Why xPath search works in REXML but not with Hpricot?

292 views Asked by At

I am using Rails 3.2 and Hpricot.

I’d like to find an XML element by the content of its child element and convert it to a Ruby object, which later shall be rendered.

In other words, I’d like to find the ‘vehicle’ element where its child ‘line_number’ content equals 1234.

This worked fine with REXML and following xPath:

/gsip/vehicle[line_number[text()=1234]]

REXML is slow, so I switched to Hpricot where the same xPath finds all vehicle elements not only the one where ‘line_number’ equals 1234.

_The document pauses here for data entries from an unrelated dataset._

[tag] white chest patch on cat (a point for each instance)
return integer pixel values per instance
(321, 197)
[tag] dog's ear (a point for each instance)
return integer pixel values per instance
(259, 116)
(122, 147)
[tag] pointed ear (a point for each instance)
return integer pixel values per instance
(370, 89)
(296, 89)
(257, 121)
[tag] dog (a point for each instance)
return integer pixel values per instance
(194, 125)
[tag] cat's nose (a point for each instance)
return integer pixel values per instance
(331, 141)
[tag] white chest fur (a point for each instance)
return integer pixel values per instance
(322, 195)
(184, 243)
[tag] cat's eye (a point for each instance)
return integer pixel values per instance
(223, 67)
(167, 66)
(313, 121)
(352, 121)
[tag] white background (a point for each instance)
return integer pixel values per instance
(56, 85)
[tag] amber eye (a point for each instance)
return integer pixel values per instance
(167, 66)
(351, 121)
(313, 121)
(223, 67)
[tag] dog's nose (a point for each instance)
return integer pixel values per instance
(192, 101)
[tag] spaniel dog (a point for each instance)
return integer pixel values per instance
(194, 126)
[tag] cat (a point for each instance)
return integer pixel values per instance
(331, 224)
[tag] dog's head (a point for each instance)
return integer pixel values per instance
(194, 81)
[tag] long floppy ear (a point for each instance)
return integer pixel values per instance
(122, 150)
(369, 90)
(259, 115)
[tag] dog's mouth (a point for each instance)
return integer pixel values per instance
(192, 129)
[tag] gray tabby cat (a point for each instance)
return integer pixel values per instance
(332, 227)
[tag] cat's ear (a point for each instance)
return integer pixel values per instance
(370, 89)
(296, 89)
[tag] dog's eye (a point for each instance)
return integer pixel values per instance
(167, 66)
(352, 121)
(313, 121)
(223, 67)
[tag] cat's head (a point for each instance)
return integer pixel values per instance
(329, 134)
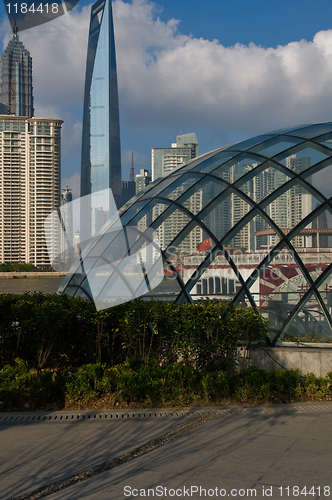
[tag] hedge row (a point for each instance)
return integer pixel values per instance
(133, 383)
(49, 330)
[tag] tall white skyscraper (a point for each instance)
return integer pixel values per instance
(163, 162)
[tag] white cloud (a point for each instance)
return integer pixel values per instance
(58, 50)
(74, 183)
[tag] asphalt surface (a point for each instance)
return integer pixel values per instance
(279, 451)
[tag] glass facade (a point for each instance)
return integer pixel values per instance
(16, 93)
(101, 163)
(252, 221)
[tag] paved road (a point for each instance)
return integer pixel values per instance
(256, 452)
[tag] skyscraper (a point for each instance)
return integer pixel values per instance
(16, 93)
(163, 160)
(29, 186)
(101, 162)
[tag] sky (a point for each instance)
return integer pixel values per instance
(224, 70)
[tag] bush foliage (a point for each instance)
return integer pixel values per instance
(134, 383)
(53, 331)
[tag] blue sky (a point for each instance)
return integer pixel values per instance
(225, 70)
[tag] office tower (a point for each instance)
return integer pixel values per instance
(29, 186)
(142, 179)
(67, 222)
(320, 240)
(164, 160)
(101, 163)
(16, 93)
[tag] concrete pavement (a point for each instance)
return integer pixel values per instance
(235, 452)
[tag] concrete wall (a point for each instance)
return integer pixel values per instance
(307, 358)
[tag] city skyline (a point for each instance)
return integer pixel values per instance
(278, 86)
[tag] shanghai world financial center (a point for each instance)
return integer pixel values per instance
(101, 160)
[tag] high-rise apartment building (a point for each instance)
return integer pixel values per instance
(29, 186)
(16, 93)
(101, 162)
(163, 162)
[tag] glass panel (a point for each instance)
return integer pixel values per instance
(234, 169)
(149, 213)
(299, 161)
(201, 194)
(289, 130)
(188, 242)
(266, 182)
(325, 291)
(290, 207)
(325, 140)
(190, 166)
(168, 289)
(275, 146)
(132, 211)
(70, 290)
(322, 181)
(314, 243)
(156, 190)
(309, 324)
(313, 131)
(215, 161)
(218, 281)
(170, 228)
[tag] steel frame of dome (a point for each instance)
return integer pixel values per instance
(265, 151)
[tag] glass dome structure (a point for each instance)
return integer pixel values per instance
(250, 223)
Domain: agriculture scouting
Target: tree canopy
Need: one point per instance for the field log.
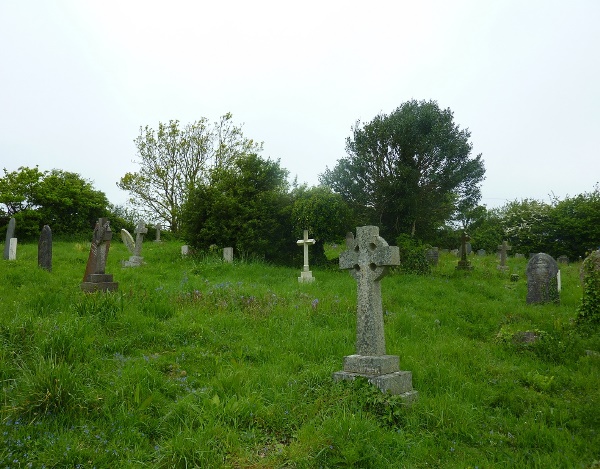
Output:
(175, 159)
(408, 171)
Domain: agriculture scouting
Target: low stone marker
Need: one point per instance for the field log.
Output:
(542, 282)
(306, 274)
(12, 249)
(95, 278)
(10, 233)
(134, 247)
(367, 258)
(45, 249)
(464, 264)
(502, 250)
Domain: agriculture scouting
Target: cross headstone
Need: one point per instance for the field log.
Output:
(503, 249)
(95, 277)
(367, 258)
(464, 264)
(45, 249)
(12, 249)
(10, 233)
(542, 281)
(306, 274)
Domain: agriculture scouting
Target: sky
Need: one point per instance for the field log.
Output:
(78, 79)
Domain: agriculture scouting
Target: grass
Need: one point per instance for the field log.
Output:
(198, 363)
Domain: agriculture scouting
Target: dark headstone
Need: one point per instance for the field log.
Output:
(10, 233)
(45, 249)
(542, 284)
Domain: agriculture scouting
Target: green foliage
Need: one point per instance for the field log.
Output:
(175, 160)
(407, 171)
(246, 207)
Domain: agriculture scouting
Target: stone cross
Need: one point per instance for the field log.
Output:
(368, 258)
(140, 231)
(306, 274)
(504, 247)
(10, 233)
(45, 249)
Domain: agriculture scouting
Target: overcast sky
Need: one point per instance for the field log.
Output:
(79, 78)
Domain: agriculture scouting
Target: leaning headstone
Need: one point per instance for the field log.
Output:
(45, 249)
(433, 256)
(95, 277)
(502, 250)
(464, 264)
(10, 233)
(134, 247)
(306, 274)
(367, 258)
(12, 249)
(542, 282)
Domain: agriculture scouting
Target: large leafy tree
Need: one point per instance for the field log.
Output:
(246, 206)
(408, 171)
(174, 159)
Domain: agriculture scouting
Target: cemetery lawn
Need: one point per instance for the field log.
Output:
(198, 363)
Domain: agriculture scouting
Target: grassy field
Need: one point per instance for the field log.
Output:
(197, 363)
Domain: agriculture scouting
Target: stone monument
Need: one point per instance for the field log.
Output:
(95, 278)
(306, 274)
(367, 258)
(464, 264)
(10, 233)
(134, 247)
(45, 249)
(502, 250)
(542, 282)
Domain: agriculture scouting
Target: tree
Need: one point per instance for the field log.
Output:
(246, 206)
(173, 160)
(408, 171)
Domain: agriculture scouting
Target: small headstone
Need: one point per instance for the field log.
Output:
(12, 249)
(542, 282)
(45, 249)
(502, 250)
(433, 256)
(464, 264)
(95, 277)
(306, 274)
(10, 233)
(367, 258)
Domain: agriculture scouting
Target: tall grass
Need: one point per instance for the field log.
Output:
(199, 363)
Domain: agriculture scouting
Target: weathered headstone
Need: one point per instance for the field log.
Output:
(367, 258)
(10, 233)
(502, 250)
(45, 249)
(542, 283)
(95, 277)
(12, 249)
(306, 274)
(134, 247)
(433, 256)
(464, 264)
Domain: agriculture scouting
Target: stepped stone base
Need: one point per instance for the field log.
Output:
(99, 282)
(382, 371)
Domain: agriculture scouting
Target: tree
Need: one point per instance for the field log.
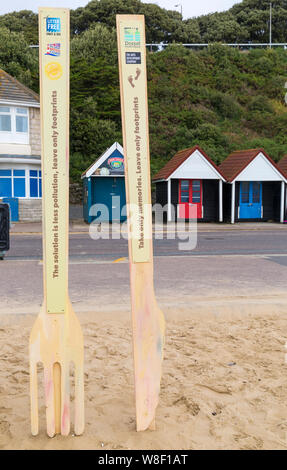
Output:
(24, 21)
(97, 41)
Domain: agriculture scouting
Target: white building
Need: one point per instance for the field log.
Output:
(20, 149)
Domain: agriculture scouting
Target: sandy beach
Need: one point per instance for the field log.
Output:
(224, 380)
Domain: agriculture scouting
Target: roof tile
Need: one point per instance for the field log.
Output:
(237, 161)
(165, 172)
(12, 90)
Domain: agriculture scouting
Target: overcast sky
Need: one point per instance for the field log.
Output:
(190, 7)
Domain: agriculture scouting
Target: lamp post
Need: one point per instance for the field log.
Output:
(177, 6)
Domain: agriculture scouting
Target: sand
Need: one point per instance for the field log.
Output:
(224, 381)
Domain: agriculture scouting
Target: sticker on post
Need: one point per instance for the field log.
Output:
(133, 58)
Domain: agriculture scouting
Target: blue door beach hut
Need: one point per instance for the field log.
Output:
(255, 187)
(190, 186)
(104, 187)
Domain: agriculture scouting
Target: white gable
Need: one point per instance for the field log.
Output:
(98, 163)
(260, 169)
(196, 167)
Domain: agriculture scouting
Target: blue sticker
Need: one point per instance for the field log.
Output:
(53, 25)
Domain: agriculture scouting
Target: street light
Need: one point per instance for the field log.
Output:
(179, 5)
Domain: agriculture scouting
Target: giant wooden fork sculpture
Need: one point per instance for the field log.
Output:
(56, 339)
(148, 320)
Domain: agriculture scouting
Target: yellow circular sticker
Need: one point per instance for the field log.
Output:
(53, 70)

Why does this find all vehicles?

file_path = Rails.root.join('public','gsip','gsip-vehicle-data.xml')
q = "/gsip/vehicle[line_number[text()=#{params[:id]}]]"
@vehicle_data = { :date => Date.today - 10.years }   # initiate with very old date
xmldoc = File.read(file_path)
doc = Hpricot::XML(xmldoc)

doc.search(q) do |e|
  if e.at('line_number').innerText == params[:id]  # This line shouldn't be necessary?!
    logger.info( "#{e.at('pa_number').innerText} (#{e.at('line_number').innerText} from #{e.at('date').innerText})" )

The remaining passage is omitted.